Updated Lagrangian particle hydrodynamics (ULPH) simulations of underwater bubble motions in three-dimensional space

Abstract

Rising bubbles are often encountered in many engineering fields and have diverse applications. A thorough understanding of bubble rising phenomenon is crucial in these engineering applications. In this study, we employ the developed updated Lagrangian particle hydrodynamics (ULPH) multiphase flow model to investigate the dynamic behavior of bubble flow in quiescent liquids, including bubble rise, deformation, fragmentation, and coalescence. First, a comprehensive numerical study of the influences of computational domain dimensions and fluid/bubble density ratios at the multiphase interface on bubble dynamics is conducted. Subsequently, a variety of scenarios featuring single bubble rising in viscous fluid media are examined. The ULPH simulation results are validated against experimental data, the Level-set (LS) method and Lattice Boltzmann Method (LBM) results.

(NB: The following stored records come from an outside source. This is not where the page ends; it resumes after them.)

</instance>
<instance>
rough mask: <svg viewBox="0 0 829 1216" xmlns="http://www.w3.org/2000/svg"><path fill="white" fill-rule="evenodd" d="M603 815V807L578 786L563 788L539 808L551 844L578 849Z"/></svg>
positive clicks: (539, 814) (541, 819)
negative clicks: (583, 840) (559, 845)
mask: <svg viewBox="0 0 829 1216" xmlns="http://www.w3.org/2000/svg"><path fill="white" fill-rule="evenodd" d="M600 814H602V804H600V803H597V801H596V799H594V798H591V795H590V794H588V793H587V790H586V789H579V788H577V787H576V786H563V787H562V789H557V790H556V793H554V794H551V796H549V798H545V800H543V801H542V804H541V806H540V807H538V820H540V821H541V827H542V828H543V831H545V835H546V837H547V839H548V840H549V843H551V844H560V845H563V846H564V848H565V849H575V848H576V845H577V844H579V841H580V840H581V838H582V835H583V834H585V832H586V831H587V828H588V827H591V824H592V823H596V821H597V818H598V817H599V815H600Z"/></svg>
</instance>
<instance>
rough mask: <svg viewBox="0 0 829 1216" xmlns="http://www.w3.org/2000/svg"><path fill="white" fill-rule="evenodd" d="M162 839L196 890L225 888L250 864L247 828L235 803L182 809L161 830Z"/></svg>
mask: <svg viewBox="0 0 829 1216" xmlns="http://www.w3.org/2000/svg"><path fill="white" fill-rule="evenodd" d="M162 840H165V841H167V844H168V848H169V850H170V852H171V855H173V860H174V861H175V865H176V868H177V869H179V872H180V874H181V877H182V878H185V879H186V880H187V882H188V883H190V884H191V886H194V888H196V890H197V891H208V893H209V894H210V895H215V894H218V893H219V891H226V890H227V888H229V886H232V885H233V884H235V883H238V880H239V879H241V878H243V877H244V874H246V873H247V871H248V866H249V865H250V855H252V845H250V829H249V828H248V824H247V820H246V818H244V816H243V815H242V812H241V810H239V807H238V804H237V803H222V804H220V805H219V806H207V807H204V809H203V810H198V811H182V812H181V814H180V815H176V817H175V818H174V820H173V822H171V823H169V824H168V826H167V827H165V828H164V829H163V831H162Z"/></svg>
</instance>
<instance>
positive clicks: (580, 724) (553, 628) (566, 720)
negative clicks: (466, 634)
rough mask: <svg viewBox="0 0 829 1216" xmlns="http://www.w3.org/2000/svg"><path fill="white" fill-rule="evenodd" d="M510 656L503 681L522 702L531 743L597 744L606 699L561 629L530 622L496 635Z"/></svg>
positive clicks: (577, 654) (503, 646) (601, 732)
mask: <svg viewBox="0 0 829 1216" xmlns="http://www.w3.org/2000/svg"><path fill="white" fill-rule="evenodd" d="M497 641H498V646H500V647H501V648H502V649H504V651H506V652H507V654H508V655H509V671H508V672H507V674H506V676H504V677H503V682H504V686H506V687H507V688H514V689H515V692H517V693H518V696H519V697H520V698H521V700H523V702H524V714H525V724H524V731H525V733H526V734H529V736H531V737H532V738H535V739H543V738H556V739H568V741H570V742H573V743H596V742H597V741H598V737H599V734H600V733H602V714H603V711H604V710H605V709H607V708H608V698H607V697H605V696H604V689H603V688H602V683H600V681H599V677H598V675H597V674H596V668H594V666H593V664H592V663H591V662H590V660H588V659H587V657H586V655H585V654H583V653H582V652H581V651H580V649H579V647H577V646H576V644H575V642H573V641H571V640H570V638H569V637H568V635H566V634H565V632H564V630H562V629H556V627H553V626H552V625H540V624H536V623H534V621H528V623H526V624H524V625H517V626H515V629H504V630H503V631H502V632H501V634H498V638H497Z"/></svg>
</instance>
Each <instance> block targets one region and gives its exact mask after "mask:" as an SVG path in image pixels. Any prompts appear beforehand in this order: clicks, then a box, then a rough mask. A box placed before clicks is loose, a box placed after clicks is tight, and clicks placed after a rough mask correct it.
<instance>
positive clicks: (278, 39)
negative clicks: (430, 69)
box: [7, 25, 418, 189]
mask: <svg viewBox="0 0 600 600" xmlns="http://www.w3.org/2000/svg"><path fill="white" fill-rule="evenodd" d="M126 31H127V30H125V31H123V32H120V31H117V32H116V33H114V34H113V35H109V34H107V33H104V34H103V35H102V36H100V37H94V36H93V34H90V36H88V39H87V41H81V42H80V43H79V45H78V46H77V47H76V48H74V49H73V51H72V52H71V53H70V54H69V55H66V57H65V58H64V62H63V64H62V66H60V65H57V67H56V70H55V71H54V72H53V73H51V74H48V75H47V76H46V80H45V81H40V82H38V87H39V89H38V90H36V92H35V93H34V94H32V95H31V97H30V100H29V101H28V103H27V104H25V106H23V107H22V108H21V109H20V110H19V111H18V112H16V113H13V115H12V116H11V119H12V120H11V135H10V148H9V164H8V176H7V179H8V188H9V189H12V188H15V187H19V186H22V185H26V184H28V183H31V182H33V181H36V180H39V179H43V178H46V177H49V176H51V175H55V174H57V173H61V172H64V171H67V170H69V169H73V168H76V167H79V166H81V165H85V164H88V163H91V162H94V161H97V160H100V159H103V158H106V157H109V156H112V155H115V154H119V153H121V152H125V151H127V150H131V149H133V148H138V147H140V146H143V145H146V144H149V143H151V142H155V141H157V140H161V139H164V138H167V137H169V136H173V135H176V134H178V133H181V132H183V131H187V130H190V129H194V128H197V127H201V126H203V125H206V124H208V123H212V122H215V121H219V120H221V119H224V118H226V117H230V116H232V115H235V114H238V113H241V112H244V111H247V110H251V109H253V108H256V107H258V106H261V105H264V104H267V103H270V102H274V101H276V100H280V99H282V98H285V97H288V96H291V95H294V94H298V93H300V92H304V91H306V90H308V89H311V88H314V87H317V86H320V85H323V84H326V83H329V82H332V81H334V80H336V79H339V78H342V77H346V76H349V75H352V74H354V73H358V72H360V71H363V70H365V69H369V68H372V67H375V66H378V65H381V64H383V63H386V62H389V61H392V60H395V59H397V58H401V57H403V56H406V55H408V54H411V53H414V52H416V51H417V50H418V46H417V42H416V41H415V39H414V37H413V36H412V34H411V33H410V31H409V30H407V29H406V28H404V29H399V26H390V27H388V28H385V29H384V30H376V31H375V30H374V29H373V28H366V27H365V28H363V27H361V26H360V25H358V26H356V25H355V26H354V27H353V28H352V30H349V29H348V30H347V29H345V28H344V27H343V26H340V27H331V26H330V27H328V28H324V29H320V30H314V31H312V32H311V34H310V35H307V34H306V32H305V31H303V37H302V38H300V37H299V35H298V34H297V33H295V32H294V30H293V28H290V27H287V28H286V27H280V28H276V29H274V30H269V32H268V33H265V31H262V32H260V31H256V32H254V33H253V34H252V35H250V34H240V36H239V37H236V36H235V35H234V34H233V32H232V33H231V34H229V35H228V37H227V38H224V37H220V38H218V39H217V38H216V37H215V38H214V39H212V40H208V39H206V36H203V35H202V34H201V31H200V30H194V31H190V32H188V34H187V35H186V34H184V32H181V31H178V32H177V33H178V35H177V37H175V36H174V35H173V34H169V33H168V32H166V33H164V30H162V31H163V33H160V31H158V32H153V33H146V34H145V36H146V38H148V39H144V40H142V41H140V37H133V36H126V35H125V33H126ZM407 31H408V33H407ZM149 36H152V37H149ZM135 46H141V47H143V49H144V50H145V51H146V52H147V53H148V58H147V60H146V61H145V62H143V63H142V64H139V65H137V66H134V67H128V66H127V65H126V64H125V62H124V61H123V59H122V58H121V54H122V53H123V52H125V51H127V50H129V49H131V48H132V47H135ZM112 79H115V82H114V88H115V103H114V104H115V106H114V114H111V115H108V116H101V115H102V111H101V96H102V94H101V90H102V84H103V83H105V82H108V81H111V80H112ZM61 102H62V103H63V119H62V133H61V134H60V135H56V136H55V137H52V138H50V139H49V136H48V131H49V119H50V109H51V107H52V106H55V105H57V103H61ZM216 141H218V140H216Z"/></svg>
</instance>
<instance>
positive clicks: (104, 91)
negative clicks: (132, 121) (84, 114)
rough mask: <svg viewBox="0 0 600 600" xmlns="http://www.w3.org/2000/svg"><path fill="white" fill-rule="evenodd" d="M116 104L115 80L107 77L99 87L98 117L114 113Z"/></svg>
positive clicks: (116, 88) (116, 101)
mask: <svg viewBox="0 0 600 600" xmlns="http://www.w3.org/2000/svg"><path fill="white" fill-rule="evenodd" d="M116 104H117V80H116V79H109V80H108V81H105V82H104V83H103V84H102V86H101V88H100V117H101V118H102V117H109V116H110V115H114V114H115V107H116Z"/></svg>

Furthermore, results of three calculations are presented, including dynamic characterization of two horizontal coaxial bubbles, three vertical coaxial bubbles and a single bubble in the presence of an obstacle. The results indicate that the established ULPH multiphase flow model is effective in accurately simulating dynamic characteristics of rising bubbles under various conditions, affirming its applicability in engineering analyses.